Samochodem do Gruzji? Dlaczego nie?
Wjechaliśmy do Turcji. Przed nami autostrada więc mamy nadzieję, że ten kraj przejedziemy szybko. Po drodze do Istambułu usiłowaliśmy kupić winietkę na autostrady i płatne mosty w Turcji. Okazało się, że tuż przed Istambułem jest urząd pocztowy, gdzie można nabyć winietkę. Po naklejeniu jej pod lusterkiem wstecznym na szybie ruszyliśmy spokojnie przez największe miasto w Turcji.
Nasze obawy się szybko rozwiały, bo Istambuł jest pięknie oznaczony i bardzo sprawnie się go przejeżdża. Drogi szerokie, po kilka pasów dawały możliwość spokojnego, aczkolwiek dynamicznego poruszania się po mieście. Można powiedzieć, że jazda samochodem przez Istambuł była przyjemnością. Z zazdrością patrzyliśmy na tureckie rozwiązania w kwestii płatności za drogi i mosty, dziwiliśmy się, że Turcy bez problemu ustępują nam i sobie miejsca podczas zmiany pasów, no i te piękne, ogromne drogi.
Bez przygód dojechaliśmy do końca autostrady, jakieś 200 km za Istambułem i znowu niespodzianka. Co prawda autostrady już nie było, ale dalsza droga była równie dobra, bo dwupasmowa. I tak przez cały kraj, około 1500 km można jechać ponad 100 km/h, bo turecka policja nie zatrzymuje za przekraczanie prędkości.
Tylko jedno nam się nie podobało, a mianowicie 1 litr benzyny kosztuje w Turcji około 10 zł. Skąd oni wzięli takie ceny?
Zatrzymaliśmy się na nocleg w Turcji i cieszyliśmy się, że już następnego dnia będziemy w Gruzji.
Zachód słońca nad Morzem Czarnym |
Przed nami była ostatnia część naszej podróży samochodem do Gruzji, do nowego życia.
Jakie ono będzie?- zastanawialiśmy się po drodze. Czy lepsze, czy gorsze? A może po prostu inne?
Późnym wieczorem bardzo sprawnie przekroczyliśmy granicę turecko- gruzińską. W baku mieliśmy opary więc rozglądaliśmy się za stacją benzynową. Na szczęście była blisko i zapełniliśmy bak po brzegi tanią, gruzińską benzyną.

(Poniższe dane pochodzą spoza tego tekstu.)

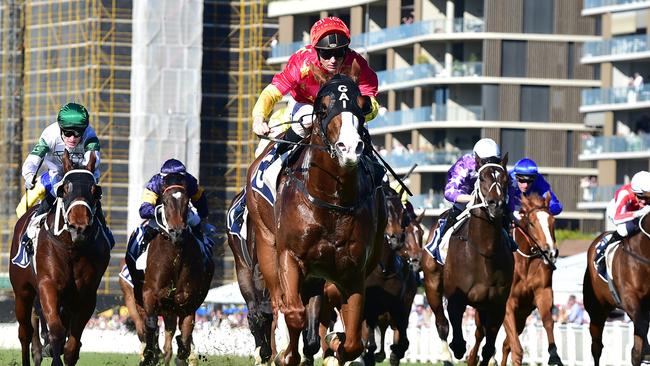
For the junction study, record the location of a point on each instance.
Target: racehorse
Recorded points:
(391, 287)
(630, 269)
(254, 291)
(71, 256)
(479, 266)
(328, 219)
(177, 276)
(533, 277)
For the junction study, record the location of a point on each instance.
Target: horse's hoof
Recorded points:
(180, 362)
(47, 351)
(380, 357)
(555, 360)
(330, 361)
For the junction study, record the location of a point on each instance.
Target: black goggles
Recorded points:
(71, 133)
(336, 52)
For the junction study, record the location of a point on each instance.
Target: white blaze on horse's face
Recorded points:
(349, 145)
(543, 219)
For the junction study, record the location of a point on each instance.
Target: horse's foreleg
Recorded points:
(479, 334)
(433, 289)
(23, 307)
(171, 321)
(291, 279)
(511, 343)
(78, 322)
(352, 313)
(544, 302)
(184, 340)
(50, 305)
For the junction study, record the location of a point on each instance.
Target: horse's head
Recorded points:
(539, 224)
(492, 185)
(175, 203)
(339, 118)
(79, 194)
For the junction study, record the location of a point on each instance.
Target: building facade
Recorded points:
(620, 107)
(452, 72)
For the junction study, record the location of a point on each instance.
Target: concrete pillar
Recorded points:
(285, 33)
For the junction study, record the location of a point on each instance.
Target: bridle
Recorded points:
(65, 204)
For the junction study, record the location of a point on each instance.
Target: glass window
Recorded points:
(538, 16)
(534, 105)
(513, 142)
(513, 58)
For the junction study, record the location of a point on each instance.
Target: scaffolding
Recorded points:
(236, 37)
(55, 52)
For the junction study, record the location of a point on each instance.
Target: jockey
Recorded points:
(71, 133)
(629, 204)
(329, 52)
(525, 179)
(461, 179)
(196, 216)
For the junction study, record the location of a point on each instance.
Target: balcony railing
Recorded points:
(616, 144)
(427, 114)
(617, 46)
(615, 96)
(599, 193)
(423, 71)
(407, 159)
(404, 31)
(598, 3)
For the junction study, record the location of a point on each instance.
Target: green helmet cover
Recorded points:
(73, 116)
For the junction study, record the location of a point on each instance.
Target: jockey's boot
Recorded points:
(449, 222)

W założeniu mieliśmy w planach znalezienie noclegu. Ale gdy minęliśmy Batumi zajechaliśmy na kawę do przydrożnej knajpki. Tam przy kawie zdecydowaliśmy się jechać dalej.
I tak, robiąc po drodze trzy krótkie przerwy na przysłowiowe zamknięcie oczu, dojechaliśmy do Tbilisi. Chcieliśmy ominąć miasto w godzinach porannego szczytu i pojechaliśmy z Mcchety drogą na Baku. Cóż, już nie raz skracając sobie drogę w Gruzji tak naprawdę ją wydłużaliśmy. Tym razem też tak było.
Niestety nasz samochód nie pokonał ogromnych dziur na całej szerokości drogi i musieliśmy zawrócić. A było tak blisko.
Przejazd przez Tbilisi o 9-tej rano to jak pływanie w rwącej, górskiej rzece. Przy pomocy gruzińskiego kierowcy daliśmy radę i wyjechaliśmy w końcu na drogę do Sighnaghi. Jeszcze tyko 90 minut i będziemy na miejscu.
Widok z wieży w murach obronnych |
Nasza podróż trwała 5 dni. Cztery razy nocowaliśmy w różnych krajach. Przejechaliśmy prawie 4 tysiące km. Dzisiaj już wiemy, że było warto.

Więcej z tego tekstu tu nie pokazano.